Hospital São Julião

Unidade Cirúrgica

BREVE HISTÓRIA DO
HOSPITAL SÃO JULIÃO

A hanseníase chegou às Américas com os colonizadores europeus no século XVI. No Brasil, os primeiros casos foram notificados ainda em 1600 e se espalharam rapidamente por todo o país. Como não havia tratamento, a única providência era o isolamento dos infectados, fato inútil diante da ausência de ações que enfrentassem o problema. Na província de Mato Grosso, no final do século XVIII, as autoridades foram surpreendidas com a iniciativa de um abastado comerciante que deixava parte de sua herança para a construção de um “lazareto” na cidade de Cuiabá. A obra só foi construída 61 anos depois, em 1816, e recebeu o nome de Real Casa Pia de São João dos Lázaros.

Porém, os poucos “lazaretos” existentes no país mostravam-se ineficazes diante do quadro endêmico que assolava o país. Doentes de lepra eram vistos por toda parte e em diversas situações, muitos mendigando, até que na década de 1930, foi lançado pelo presidente Getúlio Vargas um ambicioso plano de construção de 33 asilos-colônia, um deles em Mato Grosso, na cidade de Campo Grande. Até aquele momento, os locais que abrigavam leprosos eram mantidos pela caridade pública, geralmente grupos de senhoras da sociedade. A falta de medicamentos e de tratamento fez com que o objetivo fosse o de isolar os infectados, o que explica a infraestrutura desses projetos, que lembravam uma pequena cidade. Na verdade, campos de concentração pois quem entrava, dificilmente saía, tanto que as instalações possuíam prisão para infratores e os que tentavam fugir. 

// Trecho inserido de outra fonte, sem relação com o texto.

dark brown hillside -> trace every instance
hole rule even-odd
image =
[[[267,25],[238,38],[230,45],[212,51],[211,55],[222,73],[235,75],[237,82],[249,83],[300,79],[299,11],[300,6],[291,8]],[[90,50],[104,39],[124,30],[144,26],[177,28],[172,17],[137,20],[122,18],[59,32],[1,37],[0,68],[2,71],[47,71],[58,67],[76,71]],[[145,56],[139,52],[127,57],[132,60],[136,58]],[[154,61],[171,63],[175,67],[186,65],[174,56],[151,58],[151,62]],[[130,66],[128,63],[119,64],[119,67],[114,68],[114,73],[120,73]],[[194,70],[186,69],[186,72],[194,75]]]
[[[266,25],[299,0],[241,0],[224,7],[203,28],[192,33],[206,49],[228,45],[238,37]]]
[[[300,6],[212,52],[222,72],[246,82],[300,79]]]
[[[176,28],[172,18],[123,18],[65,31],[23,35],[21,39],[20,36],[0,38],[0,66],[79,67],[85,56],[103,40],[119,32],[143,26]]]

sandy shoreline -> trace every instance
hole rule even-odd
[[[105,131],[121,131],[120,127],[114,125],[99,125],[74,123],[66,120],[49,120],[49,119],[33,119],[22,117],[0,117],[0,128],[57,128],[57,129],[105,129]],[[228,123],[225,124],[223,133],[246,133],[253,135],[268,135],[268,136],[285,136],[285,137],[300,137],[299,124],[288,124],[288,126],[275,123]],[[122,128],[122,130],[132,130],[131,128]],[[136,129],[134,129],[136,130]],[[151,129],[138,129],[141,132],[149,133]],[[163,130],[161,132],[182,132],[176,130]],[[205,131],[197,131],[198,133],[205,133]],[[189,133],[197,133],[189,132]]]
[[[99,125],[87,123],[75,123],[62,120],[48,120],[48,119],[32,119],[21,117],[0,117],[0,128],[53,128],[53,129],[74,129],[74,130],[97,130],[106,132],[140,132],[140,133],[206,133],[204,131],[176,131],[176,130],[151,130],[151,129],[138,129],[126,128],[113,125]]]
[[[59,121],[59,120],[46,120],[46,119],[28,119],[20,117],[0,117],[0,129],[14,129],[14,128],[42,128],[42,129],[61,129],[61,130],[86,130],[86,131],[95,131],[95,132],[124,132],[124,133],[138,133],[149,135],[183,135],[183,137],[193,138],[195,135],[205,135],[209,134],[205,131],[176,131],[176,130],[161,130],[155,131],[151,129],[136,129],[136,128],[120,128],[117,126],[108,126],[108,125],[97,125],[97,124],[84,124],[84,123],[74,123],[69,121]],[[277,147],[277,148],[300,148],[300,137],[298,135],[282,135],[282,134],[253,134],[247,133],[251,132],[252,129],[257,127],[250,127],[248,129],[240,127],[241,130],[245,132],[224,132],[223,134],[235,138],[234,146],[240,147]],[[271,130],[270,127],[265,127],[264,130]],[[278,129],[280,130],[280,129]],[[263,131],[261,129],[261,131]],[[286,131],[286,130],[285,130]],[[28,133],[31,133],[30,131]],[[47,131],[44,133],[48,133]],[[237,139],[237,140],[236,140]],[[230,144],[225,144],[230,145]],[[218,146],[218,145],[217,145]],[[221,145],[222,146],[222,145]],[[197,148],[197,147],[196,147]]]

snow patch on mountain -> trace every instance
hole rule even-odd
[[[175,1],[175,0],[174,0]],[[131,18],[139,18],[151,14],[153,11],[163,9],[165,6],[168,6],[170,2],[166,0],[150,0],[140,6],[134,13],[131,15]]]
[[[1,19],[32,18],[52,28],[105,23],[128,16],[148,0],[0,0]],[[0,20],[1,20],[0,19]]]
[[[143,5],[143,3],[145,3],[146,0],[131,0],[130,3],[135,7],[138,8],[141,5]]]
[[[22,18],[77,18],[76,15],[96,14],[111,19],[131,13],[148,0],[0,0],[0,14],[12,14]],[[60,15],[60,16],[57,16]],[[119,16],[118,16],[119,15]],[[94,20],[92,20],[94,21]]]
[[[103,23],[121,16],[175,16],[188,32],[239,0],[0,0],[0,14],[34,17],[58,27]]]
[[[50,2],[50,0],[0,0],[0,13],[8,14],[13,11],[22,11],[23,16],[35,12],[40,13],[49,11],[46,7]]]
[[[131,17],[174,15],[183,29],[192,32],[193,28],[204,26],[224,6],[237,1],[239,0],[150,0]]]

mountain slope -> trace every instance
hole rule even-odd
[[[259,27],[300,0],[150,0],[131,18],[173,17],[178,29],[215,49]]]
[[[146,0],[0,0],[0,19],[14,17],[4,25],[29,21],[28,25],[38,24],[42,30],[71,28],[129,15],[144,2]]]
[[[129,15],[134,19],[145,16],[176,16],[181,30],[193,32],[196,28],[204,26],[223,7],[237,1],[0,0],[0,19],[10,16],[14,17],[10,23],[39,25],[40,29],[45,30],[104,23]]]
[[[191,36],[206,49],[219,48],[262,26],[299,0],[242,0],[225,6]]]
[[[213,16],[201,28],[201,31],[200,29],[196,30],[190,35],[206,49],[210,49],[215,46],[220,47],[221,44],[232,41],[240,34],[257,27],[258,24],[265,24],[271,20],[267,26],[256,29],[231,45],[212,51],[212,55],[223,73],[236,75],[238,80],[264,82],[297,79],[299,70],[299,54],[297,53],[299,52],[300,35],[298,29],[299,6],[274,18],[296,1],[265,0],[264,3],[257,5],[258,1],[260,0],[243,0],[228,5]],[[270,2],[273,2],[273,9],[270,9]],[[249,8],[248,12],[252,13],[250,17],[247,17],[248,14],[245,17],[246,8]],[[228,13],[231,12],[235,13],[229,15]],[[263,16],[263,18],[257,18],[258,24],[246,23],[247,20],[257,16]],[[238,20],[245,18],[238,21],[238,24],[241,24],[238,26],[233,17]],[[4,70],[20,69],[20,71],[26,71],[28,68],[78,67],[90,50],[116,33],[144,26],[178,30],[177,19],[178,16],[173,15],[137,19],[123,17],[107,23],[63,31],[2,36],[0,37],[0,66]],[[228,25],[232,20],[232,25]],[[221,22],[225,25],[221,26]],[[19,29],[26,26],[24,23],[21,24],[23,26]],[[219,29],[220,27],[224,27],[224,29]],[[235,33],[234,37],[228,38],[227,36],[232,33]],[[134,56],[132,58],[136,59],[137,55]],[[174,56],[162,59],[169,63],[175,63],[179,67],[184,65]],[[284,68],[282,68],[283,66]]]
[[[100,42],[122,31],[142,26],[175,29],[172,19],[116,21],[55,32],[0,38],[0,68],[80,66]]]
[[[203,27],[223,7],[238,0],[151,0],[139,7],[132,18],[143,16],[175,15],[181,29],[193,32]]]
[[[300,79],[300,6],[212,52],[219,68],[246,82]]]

Em de agosto de 1945 foi inaugurado o Sanatório São Julião com a presença do presidente Getúlio Vargas. Nenhum doente foi autorizado a entrar antes, mesmo que já houvesse um número considerável deles acampados nas proximidades, muitos vindos a pé do São João dos Lázaros, numa jornada de três meses, de Cuiabá até Campo Grande. Alguns vinham espontaneamente, na esperança de encontrar a cura. Outros eram trazidos à força, quando denunciados, já que a Saúde possuía poder de polícia. Doentes começaram a vir de todos os lugares, principalmente da parte Norte do estado e até mesmo do Paraguai, uma vez que o São Julião era o único leprosário num raio de mil quilômetros. Nos primeiros anos, a verba federal conseguiu manter o lugar nos padrões inicialmente idealizados, porém a transferência do asilo-colônia para o governo estadual decretou a falência da administração e a ruína da infraestrutura existente.

O resultado foi o gradativo abandono da direção e dos funcionários. A população de 300 doentes foi sendo deixada à própria sorte, em decorrência da falta de assistência médica, de cuidados básicos de enfermagem e de alimentação, cada vez mais escassa e de baixíssima qualidade, além da ausência de manutenção que, deteriorou prédios, rede hidráulica, sanitária e elétrica. Para sobreviver, muitos internos passaram a criar pequenos animais e a plantar o que fosse possível. A promiscuidade instalou-se entre os pacientes, 80% deles homens e 20%, mulheres. Esse número sempre foi uma regra na incidência da doença, detalhe que a medicina tenta explicar. A decadência social foi um terreno fértil para que, a exemplo dos presídios, ali também surgissem facções e milícias alimentadas pela corrupção e pela violência. Apenas um médico permaneceu naquele campo de guerra: dr. Orestes Rocha, primeiro leprólogo de Campo Grande que, tentava manter ali um mínimo de assistência.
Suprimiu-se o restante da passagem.